Jeff Bridges plays Nick, the younger half brother of a charismatic president murdered by a lone assassin in downtown Philadelphia. Given evidence, years later, of a second gunman, Nick is dragged down a rabbit hole, at once aided and thwarted by his all-powerful father (John Huston, essentially reprising his role in “Chinatown”).

A greater mystery than the plot may be the cast assembled by Richert, directing his first nondocumentary, and his shady producers, whose major credit was the soft-core movie “Black Emanuelle.” The always sympathetic Bridges and the ineffably sleazy Huston are supported by the veteran heavies Richard Boone, Sterling Hayden and Ralph Meeker; the international stars Tomas Milian and Toshiro Mifune; and the reliable wackos Anthony Perkins and Eli Wallach, plus the ’50s melodrama queen Dorothy Malone, with the supermodel Belinda Bauer as the requisite woman of mystery. Elizabeth Taylor (uncredited and silent save for a single angry word) was canny enough to take payment upfront. The rest of the cast seems to have been strung along for the duration of the start-stop shoot.

As chronicled by Condon in a 1983 Harper’s article no less sensational than the movie, as well as a documentary found on the Blu-ray release, “Winter Kills” was six years in production, during which it was repeatedly shut down for lack of cash. (Drug money was involved. One producer was later murdered, his partner wound up in jail.) While these travails may not be evident onscreen, knowledge of the saga adds to the movie’s sense of imperial hubris — the “Game of Thrones”-style credits announcing the stellar cast, the spectacularly superfluous locations shot by Vilmos Zsigmond (between “Close Encounters of the Third Kind” and “The Deer Hunter”!?).

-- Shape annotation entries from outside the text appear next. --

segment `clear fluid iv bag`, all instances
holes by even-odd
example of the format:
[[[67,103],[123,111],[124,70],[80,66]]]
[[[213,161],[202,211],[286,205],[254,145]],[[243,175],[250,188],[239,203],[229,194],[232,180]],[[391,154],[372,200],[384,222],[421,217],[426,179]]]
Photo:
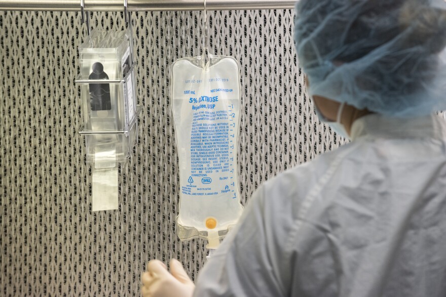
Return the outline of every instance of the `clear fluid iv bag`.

“Winter Kills” is not always easy to follow — Condon’s convoluted plot has been simplified and the film is consequently riddled with narrative lacunae — but from beginning to end, the gist is always clear. The movie “doesn’t make a bit of sense, but it’s fast and handsome and entertaining,” Janet Maslin wrote in her 1979 review in The Times. Preposterous as it is, its vision of total surveillance, constant subterfuge and plutocracy run amok has a measure of social realism.

If paranoid thinking is the antidote to chaos, “Winter Kills” demonstrates its appeal. The movie is an article of faith. That it exists at all is something of a miracle.

Winter Kills

Aug. 11-24 at Film Forum, Manhattan; filmforum.org.